Beethoven’s Quartet in C sharp minor (Op. 131), we learn early in Yaron Zilberman’s movie, is a complicated piece of music. The pace is difficult and requires stamina, and any string quartet that attempts it must “struggle to adjust to each other,” one learned character tells us. The musicians must trust one another and themselves and work together to achieve its transcendence.
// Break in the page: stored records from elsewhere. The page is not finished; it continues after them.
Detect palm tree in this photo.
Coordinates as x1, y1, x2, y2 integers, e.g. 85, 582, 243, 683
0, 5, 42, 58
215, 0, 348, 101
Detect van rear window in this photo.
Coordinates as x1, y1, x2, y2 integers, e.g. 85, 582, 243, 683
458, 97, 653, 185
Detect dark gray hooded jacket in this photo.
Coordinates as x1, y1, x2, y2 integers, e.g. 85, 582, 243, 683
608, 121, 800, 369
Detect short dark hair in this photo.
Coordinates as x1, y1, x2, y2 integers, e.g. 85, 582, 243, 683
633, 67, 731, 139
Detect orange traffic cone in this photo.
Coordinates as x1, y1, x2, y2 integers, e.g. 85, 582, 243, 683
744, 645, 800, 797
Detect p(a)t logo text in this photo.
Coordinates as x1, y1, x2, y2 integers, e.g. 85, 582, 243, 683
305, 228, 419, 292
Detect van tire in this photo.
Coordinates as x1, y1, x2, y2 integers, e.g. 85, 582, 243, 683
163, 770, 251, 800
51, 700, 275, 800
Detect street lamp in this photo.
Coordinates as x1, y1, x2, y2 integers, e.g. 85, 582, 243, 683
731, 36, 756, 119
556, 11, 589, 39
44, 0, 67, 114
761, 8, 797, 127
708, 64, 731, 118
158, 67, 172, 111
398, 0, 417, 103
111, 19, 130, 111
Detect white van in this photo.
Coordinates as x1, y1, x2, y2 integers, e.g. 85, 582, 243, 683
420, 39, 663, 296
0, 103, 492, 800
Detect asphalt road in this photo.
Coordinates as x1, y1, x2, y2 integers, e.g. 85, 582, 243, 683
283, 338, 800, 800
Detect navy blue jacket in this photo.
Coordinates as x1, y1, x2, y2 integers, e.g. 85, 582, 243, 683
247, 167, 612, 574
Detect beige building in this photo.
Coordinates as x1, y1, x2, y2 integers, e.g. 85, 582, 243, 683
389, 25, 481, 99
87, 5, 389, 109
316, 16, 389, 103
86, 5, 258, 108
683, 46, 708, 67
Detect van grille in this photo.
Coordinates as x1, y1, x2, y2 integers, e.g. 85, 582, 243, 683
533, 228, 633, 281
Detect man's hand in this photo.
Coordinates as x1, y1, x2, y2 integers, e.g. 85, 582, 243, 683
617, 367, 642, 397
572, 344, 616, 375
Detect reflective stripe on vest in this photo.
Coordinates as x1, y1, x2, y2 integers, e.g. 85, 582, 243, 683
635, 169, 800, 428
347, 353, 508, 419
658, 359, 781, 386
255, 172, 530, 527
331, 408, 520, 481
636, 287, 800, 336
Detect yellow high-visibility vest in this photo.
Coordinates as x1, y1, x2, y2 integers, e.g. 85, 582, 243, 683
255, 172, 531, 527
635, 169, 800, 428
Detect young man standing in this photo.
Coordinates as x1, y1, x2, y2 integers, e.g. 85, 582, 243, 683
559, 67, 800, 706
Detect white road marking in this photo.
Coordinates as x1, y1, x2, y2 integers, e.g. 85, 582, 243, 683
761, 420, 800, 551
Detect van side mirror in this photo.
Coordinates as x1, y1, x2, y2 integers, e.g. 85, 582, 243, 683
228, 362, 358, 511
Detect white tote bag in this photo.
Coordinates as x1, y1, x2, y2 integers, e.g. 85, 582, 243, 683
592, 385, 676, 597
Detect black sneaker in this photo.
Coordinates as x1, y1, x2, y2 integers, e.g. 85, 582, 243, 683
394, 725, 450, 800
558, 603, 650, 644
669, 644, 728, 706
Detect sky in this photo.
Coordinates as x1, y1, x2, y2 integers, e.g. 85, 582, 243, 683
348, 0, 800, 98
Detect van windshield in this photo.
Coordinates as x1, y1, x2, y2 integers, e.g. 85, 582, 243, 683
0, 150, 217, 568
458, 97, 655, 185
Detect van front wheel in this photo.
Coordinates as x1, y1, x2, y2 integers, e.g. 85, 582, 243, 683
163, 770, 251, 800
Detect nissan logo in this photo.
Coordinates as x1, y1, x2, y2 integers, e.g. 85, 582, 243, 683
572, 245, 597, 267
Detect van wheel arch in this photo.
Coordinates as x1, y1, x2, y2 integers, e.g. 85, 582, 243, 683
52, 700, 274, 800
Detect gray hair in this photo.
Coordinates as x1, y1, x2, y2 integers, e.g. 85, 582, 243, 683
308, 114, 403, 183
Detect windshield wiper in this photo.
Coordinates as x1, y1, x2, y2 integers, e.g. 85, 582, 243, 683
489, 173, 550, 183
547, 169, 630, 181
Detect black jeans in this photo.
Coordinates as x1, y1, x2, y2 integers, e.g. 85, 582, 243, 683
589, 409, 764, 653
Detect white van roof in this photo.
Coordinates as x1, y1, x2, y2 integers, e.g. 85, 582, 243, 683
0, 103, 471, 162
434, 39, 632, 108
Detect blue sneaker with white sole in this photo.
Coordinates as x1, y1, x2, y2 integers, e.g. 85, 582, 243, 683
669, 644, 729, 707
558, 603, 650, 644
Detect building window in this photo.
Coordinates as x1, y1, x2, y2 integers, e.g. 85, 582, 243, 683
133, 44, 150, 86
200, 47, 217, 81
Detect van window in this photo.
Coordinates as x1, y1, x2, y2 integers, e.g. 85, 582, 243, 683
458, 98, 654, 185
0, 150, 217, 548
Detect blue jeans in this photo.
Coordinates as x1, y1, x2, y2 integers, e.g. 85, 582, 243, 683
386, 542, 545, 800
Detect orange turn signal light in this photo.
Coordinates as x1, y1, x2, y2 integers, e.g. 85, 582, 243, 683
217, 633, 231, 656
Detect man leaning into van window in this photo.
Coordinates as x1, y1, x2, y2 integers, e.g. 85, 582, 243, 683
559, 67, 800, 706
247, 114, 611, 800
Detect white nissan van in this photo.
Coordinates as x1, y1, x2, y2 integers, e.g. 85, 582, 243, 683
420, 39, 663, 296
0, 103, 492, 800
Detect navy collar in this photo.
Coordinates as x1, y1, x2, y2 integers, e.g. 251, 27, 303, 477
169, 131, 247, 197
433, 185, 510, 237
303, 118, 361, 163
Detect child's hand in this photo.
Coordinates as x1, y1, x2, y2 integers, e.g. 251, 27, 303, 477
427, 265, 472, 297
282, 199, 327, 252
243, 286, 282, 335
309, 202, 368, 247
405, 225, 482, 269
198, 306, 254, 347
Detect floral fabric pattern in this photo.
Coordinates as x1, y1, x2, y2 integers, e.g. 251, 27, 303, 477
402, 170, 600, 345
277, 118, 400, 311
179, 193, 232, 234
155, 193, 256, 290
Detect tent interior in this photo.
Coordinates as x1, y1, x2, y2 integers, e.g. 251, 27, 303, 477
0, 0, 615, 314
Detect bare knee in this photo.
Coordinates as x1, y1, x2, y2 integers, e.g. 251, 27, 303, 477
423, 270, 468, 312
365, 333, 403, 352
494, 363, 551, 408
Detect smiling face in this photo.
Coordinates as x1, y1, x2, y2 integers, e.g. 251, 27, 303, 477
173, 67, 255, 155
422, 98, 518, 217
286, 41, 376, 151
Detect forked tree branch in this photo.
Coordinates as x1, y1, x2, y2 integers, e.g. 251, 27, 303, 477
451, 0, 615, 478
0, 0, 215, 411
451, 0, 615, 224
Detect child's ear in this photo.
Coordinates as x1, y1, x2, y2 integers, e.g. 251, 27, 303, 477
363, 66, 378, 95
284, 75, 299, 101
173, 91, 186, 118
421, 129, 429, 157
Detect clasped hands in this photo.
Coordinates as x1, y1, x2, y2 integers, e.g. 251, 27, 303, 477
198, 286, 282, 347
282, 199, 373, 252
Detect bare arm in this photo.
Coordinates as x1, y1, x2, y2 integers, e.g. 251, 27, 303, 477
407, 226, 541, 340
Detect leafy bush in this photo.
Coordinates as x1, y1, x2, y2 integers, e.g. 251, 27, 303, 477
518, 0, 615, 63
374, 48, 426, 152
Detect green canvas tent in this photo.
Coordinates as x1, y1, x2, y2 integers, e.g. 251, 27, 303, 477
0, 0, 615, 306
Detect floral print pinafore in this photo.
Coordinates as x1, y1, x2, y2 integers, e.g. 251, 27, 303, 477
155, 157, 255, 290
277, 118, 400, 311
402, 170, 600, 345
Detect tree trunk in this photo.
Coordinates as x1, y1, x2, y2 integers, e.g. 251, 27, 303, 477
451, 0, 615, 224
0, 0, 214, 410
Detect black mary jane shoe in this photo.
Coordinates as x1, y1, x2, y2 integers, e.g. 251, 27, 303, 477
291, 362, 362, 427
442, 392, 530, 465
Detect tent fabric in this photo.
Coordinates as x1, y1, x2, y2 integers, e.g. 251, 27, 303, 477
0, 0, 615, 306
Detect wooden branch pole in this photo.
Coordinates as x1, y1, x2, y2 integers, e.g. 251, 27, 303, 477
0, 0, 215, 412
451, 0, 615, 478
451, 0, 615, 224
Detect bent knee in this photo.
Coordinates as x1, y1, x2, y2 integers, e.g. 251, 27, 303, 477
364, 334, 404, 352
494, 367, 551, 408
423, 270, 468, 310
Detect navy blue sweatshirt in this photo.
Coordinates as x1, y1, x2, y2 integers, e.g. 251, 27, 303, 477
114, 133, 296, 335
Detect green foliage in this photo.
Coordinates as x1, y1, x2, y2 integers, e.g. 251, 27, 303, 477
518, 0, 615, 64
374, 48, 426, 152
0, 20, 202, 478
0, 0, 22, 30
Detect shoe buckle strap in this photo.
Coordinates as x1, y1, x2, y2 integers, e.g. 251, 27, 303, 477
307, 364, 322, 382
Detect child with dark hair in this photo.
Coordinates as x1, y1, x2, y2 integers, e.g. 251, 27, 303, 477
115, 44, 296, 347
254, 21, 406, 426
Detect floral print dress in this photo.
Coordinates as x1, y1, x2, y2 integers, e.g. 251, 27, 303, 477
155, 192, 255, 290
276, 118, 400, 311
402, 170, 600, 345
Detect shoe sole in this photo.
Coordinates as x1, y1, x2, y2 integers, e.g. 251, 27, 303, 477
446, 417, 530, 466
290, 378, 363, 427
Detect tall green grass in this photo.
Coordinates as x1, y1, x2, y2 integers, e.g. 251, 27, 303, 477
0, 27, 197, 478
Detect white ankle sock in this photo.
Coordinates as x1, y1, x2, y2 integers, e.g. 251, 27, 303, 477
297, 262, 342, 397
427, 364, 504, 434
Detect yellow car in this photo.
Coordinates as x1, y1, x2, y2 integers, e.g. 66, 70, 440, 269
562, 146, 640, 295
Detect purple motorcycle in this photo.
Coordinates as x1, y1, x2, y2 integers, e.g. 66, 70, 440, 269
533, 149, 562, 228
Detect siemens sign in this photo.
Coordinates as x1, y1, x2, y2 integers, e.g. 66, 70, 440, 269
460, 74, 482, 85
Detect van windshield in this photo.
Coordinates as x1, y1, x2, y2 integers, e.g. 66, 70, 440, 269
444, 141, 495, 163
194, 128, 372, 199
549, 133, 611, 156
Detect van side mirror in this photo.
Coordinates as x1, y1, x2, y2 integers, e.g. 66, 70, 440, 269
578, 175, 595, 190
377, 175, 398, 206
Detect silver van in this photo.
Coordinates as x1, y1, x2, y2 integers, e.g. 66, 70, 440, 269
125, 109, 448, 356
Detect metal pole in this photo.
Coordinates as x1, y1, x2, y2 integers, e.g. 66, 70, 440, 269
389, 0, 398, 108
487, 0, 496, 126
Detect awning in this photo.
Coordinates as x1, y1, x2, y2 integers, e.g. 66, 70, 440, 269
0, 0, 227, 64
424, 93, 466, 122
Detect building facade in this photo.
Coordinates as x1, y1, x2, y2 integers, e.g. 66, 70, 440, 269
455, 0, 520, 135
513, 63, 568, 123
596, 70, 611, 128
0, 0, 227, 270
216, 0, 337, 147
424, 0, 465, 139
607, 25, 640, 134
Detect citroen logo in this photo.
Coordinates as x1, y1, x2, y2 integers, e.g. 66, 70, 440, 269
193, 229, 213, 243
As a metaphor for the chaos of life and our need to lean on each other to struggle through it, the piece is a good choice. But watching A Late Quartet feels more like sitting through a Classical Music 101 lecture than entertainment. Set during a snowy winter in Manhattan, the film follows the attempts of the esteemed Fugue Quartet (Christopher Walken, Philip Seymour Hoffman, Catherine Keener, Mark Ivanir) to rehearse for their upcoming season. They have played together for 25 years but are facing an implosion. The cellist (Walken) has received a troubling diagnosis that will render him unable to play much longer. The second violinist (Hoffman) and his viola-playing wife (Keener) are facing temptation and infidelity — and his ego can’t take much more of playing second fiddle (literally). The arrogant first violin (Ivanir), who has always put music first, is about to succumb to a different, more lustful rhythm.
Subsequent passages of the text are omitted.